Answer: The mole percentage of helium in the mixture is 64.75 %

Explanation:

To calculate the molar mass of mixture, we use ideal gas equation, which is:

$PV=nRT$

Or,

$P=\frac{m}{M}\frac{RT}{V}$

We know that:

$\text{Density}=\frac{\text{Mass}}{\text{Volume}}$

Rearranging the above equation:

$M=\frac{dRT}{P}$

where,

M = molar mass of mixture = ?

d = density of mixture = 0.538 g/L

R = Gas constant = $62.364\text{ L.mmHg }mol^{-1}K^{-1}$

T = temperature of the mixture = $25^oC=[25+273]K=298K$

P = pressure of the mixture = 721 mmHg

Putting values in above equation, we get:

$M=\frac{0.538g/L\times 62.364\text{ L.mmHg }mol^{-1}K^{-1}\times 298K}{721mmHg}\\\\M=13.87g/mol$

Molar mass of the mixture will be the sum of molar mass of each substance each multiplied by its mole fraction.

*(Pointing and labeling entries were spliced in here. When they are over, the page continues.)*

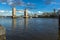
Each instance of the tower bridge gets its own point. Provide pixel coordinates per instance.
(14, 12)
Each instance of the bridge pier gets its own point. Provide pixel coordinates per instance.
(13, 12)
(26, 13)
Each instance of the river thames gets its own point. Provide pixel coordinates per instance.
(30, 28)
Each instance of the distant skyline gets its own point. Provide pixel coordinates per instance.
(39, 6)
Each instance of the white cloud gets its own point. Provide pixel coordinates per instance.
(56, 3)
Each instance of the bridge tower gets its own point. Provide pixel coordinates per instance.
(13, 12)
(26, 13)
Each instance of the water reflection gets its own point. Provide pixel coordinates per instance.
(25, 24)
(2, 33)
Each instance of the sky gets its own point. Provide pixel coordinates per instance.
(34, 6)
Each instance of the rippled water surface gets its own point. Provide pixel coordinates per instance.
(30, 28)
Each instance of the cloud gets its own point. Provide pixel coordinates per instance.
(3, 3)
(4, 11)
(56, 3)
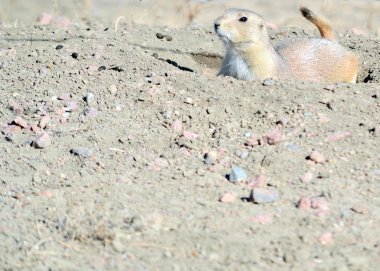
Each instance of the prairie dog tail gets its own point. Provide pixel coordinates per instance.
(323, 27)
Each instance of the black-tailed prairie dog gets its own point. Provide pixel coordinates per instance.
(250, 55)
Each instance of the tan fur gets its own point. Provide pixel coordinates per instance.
(323, 27)
(250, 54)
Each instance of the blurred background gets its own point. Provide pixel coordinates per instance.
(359, 16)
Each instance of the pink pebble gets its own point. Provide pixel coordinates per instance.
(45, 18)
(159, 164)
(338, 136)
(228, 198)
(43, 122)
(258, 181)
(42, 141)
(253, 141)
(20, 122)
(273, 138)
(317, 157)
(184, 151)
(189, 135)
(262, 219)
(320, 205)
(304, 203)
(71, 106)
(61, 21)
(16, 108)
(326, 239)
(307, 177)
(177, 126)
(47, 194)
(11, 129)
(64, 97)
(35, 128)
(322, 118)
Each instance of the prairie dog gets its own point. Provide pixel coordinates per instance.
(249, 54)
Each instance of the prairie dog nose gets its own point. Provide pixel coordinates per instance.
(217, 23)
(216, 26)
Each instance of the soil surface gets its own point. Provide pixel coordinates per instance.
(123, 151)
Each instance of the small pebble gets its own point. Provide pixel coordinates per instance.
(64, 97)
(307, 177)
(317, 157)
(189, 135)
(15, 108)
(360, 209)
(237, 174)
(71, 106)
(43, 122)
(304, 203)
(262, 219)
(228, 198)
(261, 195)
(91, 112)
(11, 129)
(189, 100)
(42, 141)
(244, 154)
(273, 138)
(20, 122)
(248, 134)
(258, 181)
(320, 205)
(326, 239)
(177, 126)
(81, 151)
(211, 157)
(253, 141)
(160, 36)
(338, 136)
(112, 89)
(269, 82)
(89, 98)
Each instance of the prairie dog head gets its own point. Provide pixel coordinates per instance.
(240, 27)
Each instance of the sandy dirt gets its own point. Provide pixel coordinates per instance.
(116, 153)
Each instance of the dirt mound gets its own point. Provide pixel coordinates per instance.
(118, 151)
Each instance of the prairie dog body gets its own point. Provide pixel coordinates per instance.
(251, 56)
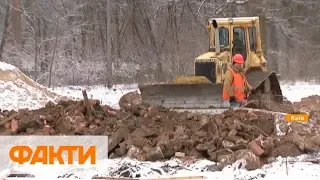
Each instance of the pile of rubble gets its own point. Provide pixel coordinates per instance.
(144, 132)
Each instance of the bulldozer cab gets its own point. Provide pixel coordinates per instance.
(202, 92)
(227, 37)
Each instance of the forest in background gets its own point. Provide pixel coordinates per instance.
(66, 42)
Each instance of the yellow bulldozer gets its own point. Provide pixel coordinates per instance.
(202, 91)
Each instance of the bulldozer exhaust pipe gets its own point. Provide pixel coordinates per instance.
(217, 38)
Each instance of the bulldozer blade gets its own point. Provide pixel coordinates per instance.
(265, 83)
(184, 96)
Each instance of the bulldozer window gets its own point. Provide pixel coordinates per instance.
(252, 38)
(223, 36)
(239, 42)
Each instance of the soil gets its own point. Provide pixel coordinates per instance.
(145, 132)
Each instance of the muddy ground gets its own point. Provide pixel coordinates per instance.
(155, 133)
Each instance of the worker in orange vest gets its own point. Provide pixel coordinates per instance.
(236, 86)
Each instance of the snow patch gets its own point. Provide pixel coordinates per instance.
(298, 90)
(7, 67)
(106, 96)
(284, 168)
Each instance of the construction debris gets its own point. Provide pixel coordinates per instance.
(153, 133)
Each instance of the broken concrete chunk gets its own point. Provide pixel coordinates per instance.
(255, 148)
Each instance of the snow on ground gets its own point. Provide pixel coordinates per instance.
(18, 91)
(106, 96)
(283, 168)
(298, 90)
(293, 91)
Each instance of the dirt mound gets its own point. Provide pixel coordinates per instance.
(153, 133)
(18, 90)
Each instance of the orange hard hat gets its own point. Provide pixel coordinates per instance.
(238, 58)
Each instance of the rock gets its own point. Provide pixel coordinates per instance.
(179, 154)
(131, 98)
(227, 144)
(112, 113)
(117, 137)
(214, 168)
(49, 105)
(315, 139)
(14, 125)
(30, 130)
(63, 126)
(233, 132)
(121, 151)
(28, 123)
(136, 153)
(7, 125)
(255, 148)
(298, 140)
(286, 149)
(113, 156)
(252, 161)
(190, 116)
(42, 117)
(46, 129)
(154, 154)
(204, 120)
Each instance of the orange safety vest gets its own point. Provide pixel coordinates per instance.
(238, 87)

Let the mole fraction of Helium be 'x' and that of oxygen be '1-x'

$M=(x\times M_{He})+((1-x)\times M_{O_2})$

We know that:

Molar mass of helium = 4.00 g/mol

Molar mass of oxygen gas = 32g/mol

Putting values in above equation, we get:

$13.87=(x\times 4)+((1-x)\times 32)\\\\x=0.6475$

Mole fraction of helium in the mixture = 0.6475

Calculating the mole percentage of helium in the mixture:

$\text{Mole percentage of helium in the mixture}=x\times 100\\\\\text{Mole percentage of helium in the mixture}=0.6475\times 100=64.75\%$

Hence, the mole percentage of helium in the mixture is 64.75 %